ОглавлениеНазадВпередНастройки
Добавить цитату

Глава 5

Ночью ему приснилось, что он босиком идет по поляне, заросшей земляникой. Солнце ярко светит, а из-под узорчатых листьев видны спелые ягоды и не опавшие еще цветки с розоватыми лепестками. Никого нет кругом, и он задумывается, куда же он идет, но не может ответить на свой вопрос. Затем он вспоминает, что где-то неподалеку должен быть брат и что его надо найти.

– Вильгельм! Вильгельм! – кричит он и оглядывается по сторонам. Потом пугающая мысль приходит к нему в голову: он идет босиком, а в траве может таиться змея, которая укусит его. Поэтому он внимательно осматривает дорогу перед собой, прежде чем сделать новый шаг. О брате он забывает, и неведомый дотоле страх закрадывается в его сердце. Он чувствует, что вот-вот случится нечто ужасное. Краешком глаза он успевает заметить какую-то тень позади себя и резко оборачивается. Кровь застывает в его жилах, и волосы становятся дыбом от ужаса. Перед ним стоит, скрестив руки на груди, Михаэль, в своем черном, зловещем платье. Он смотрит, улыбаясь, на Линдгрема, и зрачки его глаз совсем по – змеиному сжимаются в щелочку.

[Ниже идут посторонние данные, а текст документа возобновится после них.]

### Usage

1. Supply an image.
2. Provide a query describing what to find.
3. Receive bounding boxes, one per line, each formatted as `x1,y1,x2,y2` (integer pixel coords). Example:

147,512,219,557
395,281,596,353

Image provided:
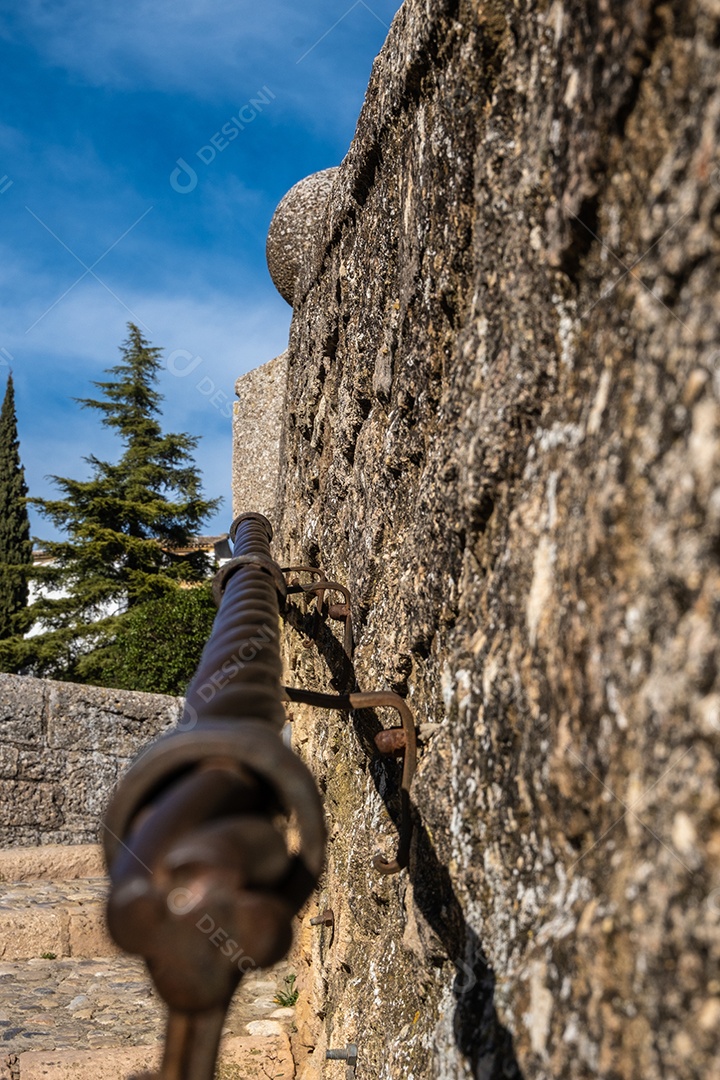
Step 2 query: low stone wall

– Ах, вот вы где, господин Линдгрем! – говорит Михаэль. – Пойдемте, прошу вас, обыск уже закончен! – он кивает куда-то наверх и объявляет: «Они великолепны!» Линдгрем, застывший как столб, не трогается с места, и Михаэль холодной рукой берет его за локоть и тянет за собой.

– Прошу вас, пойдемте! – говорит он. – Надо заверить подписи свидетелей.

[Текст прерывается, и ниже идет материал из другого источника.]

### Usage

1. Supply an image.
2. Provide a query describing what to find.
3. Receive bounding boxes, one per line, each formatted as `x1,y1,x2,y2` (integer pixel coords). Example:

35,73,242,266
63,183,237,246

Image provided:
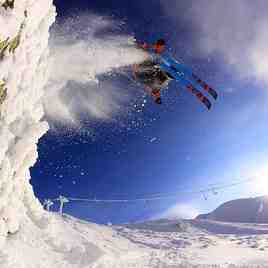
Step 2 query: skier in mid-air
133,39,218,109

– Нет! Нет! – кричит Линдгрем и пытается высвободить руку от леденящей хватки Михаэля. Теперь он видит, что локоть его обвила черная болотная гадюка и впилась в него своими зубами.

– А-а-а-а! А-а-а-а! – с этим криком Линдгрем проснулся. Бледное, заплаканное лицо Марты склонилось над ним. Возле кровати на стуле сидел старик Лунд – лекарь, что с давних пор лечил всю семью Линдгрем. Он крепко держал руку судьи, с локтя которой, из надреза, в подставленный медный таз лилась черная кровь. Линдгрем непонимающим взглядом обвел зажженные свечи, Марту, лекаря, набухшие чернотой шторы на окнах. Взгляд его упал на часы, тепло сияющие при свете свечей. Выходило, что сейчас около восьми утра.

– Слава Богу! Вы очнулись, господин Линдгрем! – воскликнул Лунд, увидев его открытые глаза. – Ваша жена вызвала меня полчаса назад. У вас был жар и лихорадка, но сейчас, я думаю, оснований для беспокойства нет. Я отворил вам кровь. Придется оставаться в постели этот день. Не самый лучший способ провести Рождество, но что делать?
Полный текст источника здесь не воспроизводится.